Derzeit überquert der Verkehr die Emme zwischen den beiden Ortschaften auf zwei, je 80 Meter langen, parallelen Brücken. Die eine stammt aus dem Jahre 1924. Untersuchungen zeigten, dass die Tragsicherheit ungenügend ist. Verstärkungsmassnahmen wären zu aufwendig.

Auch die zweite, 1973 nördlich dazu gebaute Brücke müsste demnächst saniert werden. Bei beiden Brücken ist die Hochwassersicherheit nicht mehr gegeben. Die Emme fliesst rund 500 Meter nördlich der Brücken in die Aare.

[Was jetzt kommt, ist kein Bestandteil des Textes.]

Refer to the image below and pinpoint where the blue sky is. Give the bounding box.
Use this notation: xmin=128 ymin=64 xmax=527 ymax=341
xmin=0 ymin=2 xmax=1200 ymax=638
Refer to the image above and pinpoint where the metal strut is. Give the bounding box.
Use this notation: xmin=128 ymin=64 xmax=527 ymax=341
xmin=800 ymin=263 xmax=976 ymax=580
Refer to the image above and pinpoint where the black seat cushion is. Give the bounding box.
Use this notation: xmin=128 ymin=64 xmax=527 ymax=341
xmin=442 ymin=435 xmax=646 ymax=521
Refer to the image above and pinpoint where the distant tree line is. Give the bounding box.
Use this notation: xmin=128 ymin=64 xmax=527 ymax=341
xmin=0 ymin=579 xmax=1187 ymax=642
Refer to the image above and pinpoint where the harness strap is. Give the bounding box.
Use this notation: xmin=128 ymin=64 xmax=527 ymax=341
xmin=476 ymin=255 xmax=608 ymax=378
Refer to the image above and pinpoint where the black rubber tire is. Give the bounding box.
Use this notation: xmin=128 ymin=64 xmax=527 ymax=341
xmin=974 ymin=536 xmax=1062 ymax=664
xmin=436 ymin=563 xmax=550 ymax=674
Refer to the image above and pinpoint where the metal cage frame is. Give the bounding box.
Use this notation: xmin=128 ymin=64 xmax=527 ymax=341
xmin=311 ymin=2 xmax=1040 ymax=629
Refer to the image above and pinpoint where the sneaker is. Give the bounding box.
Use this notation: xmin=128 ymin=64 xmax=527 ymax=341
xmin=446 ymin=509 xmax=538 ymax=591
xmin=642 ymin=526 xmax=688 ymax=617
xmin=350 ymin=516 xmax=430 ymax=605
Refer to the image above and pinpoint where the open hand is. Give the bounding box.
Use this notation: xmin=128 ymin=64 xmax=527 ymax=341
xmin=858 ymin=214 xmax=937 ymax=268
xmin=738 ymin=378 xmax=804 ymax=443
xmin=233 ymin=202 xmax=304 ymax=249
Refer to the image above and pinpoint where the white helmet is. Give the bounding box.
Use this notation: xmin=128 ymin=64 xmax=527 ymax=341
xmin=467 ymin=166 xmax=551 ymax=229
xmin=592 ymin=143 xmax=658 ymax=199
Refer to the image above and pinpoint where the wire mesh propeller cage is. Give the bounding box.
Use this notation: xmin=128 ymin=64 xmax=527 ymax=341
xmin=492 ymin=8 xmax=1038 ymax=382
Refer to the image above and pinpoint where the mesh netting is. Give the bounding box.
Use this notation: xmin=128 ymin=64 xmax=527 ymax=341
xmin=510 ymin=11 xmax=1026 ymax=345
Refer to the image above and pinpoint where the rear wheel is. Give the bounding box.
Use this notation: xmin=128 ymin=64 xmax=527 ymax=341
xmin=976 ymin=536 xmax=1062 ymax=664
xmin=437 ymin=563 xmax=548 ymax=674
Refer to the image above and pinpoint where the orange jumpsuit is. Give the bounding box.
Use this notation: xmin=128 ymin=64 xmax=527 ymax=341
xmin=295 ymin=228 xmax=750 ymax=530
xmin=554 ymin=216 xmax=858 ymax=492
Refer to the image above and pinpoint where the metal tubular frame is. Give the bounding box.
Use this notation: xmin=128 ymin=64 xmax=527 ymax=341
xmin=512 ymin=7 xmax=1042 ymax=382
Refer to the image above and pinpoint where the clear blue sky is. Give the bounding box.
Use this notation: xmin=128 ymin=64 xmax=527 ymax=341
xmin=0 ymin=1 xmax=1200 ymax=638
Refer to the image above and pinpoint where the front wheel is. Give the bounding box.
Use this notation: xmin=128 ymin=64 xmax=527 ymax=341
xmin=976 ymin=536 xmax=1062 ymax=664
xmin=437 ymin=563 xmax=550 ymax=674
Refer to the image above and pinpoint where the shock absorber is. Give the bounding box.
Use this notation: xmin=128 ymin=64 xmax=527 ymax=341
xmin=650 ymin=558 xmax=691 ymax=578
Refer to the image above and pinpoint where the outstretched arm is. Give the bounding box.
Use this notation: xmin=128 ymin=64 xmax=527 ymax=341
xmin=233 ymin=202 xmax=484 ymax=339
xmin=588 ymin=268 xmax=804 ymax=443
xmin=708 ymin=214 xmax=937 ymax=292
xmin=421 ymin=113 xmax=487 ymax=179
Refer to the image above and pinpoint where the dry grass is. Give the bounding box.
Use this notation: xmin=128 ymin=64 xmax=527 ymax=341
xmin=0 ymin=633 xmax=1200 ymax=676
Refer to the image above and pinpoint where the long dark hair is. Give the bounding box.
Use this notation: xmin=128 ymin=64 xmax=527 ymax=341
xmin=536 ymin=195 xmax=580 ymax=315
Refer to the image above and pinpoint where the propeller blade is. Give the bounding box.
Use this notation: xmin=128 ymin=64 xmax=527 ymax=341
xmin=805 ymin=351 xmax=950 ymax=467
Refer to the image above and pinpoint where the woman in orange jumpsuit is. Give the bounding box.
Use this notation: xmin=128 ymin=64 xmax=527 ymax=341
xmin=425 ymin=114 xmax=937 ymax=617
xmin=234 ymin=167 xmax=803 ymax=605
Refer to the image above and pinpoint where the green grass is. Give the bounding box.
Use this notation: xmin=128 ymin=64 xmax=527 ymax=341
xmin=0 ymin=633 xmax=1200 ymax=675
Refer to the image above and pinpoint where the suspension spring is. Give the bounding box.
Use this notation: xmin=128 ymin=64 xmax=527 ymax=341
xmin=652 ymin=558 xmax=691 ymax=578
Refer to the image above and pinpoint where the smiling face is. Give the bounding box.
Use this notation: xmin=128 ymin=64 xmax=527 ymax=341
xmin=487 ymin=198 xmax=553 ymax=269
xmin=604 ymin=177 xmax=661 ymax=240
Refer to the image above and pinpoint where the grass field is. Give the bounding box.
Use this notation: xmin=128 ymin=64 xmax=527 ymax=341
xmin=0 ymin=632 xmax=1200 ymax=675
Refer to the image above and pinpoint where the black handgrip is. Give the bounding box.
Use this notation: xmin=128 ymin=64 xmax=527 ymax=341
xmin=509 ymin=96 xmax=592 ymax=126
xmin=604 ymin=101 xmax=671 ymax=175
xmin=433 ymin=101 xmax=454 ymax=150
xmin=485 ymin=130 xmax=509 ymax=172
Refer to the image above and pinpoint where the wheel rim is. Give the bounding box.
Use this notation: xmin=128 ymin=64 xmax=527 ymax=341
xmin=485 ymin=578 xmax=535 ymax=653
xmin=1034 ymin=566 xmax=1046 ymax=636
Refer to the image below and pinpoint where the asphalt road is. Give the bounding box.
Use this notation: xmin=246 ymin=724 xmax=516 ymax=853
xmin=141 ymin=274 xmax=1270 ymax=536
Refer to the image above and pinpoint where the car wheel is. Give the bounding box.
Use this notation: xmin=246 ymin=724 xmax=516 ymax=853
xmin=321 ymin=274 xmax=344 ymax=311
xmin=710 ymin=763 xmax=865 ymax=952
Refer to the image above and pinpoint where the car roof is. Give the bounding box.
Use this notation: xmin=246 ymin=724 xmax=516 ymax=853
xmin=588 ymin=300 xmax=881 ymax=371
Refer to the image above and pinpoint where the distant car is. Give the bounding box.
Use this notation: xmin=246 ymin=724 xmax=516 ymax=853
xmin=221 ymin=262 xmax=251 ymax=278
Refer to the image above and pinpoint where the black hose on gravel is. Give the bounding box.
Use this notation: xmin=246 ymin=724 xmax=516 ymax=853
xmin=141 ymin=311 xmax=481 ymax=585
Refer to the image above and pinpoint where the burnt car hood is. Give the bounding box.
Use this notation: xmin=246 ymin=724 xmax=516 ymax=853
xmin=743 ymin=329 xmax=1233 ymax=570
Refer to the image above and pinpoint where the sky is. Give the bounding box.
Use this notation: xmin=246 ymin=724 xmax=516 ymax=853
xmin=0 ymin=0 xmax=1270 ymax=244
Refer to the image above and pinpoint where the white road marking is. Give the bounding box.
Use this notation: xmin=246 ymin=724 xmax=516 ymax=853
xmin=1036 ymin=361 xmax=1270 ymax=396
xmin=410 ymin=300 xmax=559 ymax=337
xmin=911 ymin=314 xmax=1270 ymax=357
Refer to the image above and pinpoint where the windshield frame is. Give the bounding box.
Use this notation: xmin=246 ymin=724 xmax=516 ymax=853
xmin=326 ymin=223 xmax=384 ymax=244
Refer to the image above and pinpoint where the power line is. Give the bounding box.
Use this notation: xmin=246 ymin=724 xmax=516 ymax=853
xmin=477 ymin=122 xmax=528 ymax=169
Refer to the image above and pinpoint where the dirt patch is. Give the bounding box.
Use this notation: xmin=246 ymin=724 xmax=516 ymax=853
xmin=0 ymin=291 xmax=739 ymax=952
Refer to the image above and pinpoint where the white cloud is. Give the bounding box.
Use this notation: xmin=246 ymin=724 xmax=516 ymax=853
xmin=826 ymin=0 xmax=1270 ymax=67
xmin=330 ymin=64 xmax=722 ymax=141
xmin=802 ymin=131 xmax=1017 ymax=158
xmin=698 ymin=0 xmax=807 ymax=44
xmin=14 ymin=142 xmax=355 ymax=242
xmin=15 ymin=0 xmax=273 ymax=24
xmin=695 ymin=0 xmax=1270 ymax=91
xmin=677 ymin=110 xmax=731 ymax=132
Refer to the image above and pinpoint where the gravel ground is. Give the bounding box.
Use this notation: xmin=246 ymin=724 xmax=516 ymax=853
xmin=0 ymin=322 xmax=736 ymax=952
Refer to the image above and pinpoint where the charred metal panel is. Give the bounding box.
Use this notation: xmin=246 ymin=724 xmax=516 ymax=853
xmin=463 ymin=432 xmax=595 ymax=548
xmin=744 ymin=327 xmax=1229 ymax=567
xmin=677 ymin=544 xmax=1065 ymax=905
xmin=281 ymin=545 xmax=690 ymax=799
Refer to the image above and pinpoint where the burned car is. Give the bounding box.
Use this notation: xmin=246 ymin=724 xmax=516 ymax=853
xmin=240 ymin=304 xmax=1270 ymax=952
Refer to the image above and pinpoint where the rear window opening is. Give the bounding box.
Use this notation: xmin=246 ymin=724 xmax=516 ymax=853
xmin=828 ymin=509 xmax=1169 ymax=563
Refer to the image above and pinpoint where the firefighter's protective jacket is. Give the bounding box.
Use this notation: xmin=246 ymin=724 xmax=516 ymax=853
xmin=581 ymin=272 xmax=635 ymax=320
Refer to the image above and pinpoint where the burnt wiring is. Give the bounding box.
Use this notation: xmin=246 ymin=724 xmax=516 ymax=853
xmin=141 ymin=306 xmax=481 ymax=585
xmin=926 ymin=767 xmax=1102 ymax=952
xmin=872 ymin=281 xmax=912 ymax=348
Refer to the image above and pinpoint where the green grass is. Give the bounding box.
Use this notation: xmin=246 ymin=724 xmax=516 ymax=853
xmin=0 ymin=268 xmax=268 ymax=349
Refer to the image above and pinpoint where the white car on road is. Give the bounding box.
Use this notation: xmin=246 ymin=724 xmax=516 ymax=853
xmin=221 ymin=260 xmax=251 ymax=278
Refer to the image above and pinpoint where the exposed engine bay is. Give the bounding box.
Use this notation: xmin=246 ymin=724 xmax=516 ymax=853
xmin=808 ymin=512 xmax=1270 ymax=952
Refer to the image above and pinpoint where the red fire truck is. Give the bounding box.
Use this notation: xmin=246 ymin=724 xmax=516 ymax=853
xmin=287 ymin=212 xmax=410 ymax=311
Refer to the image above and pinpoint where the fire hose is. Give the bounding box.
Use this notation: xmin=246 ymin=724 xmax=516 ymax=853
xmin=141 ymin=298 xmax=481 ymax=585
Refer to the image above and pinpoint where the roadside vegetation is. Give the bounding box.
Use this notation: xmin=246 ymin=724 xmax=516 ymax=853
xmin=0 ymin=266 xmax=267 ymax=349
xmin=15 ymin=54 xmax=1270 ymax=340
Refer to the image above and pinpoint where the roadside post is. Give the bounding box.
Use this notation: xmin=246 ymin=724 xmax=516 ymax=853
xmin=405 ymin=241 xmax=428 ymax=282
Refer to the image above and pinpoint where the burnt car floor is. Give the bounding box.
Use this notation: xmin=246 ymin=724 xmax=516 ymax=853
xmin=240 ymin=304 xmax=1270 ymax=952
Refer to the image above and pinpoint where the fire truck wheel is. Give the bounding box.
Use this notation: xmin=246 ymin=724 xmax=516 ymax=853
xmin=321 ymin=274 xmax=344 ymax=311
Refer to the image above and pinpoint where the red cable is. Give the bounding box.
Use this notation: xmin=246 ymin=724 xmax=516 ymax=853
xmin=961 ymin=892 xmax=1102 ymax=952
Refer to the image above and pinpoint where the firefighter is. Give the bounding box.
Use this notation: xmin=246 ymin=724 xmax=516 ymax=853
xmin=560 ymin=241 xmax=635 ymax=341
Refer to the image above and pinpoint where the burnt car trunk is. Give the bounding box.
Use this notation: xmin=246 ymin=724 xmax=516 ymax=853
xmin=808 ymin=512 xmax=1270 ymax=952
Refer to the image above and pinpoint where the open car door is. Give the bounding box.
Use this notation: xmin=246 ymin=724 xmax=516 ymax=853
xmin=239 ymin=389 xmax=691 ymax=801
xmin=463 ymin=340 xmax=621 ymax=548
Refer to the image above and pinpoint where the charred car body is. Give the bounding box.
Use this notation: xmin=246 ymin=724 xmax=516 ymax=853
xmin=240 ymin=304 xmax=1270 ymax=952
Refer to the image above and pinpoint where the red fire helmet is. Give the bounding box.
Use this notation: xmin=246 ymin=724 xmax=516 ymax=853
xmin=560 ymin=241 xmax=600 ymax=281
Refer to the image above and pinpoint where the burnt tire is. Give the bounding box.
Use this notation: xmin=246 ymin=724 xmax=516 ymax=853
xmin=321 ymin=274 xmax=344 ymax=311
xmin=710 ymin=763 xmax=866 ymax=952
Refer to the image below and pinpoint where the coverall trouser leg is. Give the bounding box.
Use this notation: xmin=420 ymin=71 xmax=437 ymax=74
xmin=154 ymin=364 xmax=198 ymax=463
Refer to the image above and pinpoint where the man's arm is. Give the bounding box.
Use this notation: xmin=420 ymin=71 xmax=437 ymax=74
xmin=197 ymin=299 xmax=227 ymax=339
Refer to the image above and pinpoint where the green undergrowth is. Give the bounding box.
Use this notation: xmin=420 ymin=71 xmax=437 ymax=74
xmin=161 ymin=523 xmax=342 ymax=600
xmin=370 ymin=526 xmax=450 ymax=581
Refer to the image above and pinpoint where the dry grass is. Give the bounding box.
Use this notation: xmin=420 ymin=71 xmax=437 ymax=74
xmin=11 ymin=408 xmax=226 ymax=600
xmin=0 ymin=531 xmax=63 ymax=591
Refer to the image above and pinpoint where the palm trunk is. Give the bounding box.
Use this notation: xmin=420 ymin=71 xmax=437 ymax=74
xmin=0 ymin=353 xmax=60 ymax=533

Ersetzt werden die Brücken durch ein einziges Bauwerk. Es soll aber in zwei Etappen gebaut werden. Die Kosten betragen total 8,87 Millionen Franken. Der Projektierungskredit wurde bereits genehmigt.

Nach Abzug der Kostenbeteiligung durch die beiden Gemeinden Zuchwil und Luterbach verbleiben für den Kanton Solothurn Kosten in Höhe von 6,95 Millionen Franken.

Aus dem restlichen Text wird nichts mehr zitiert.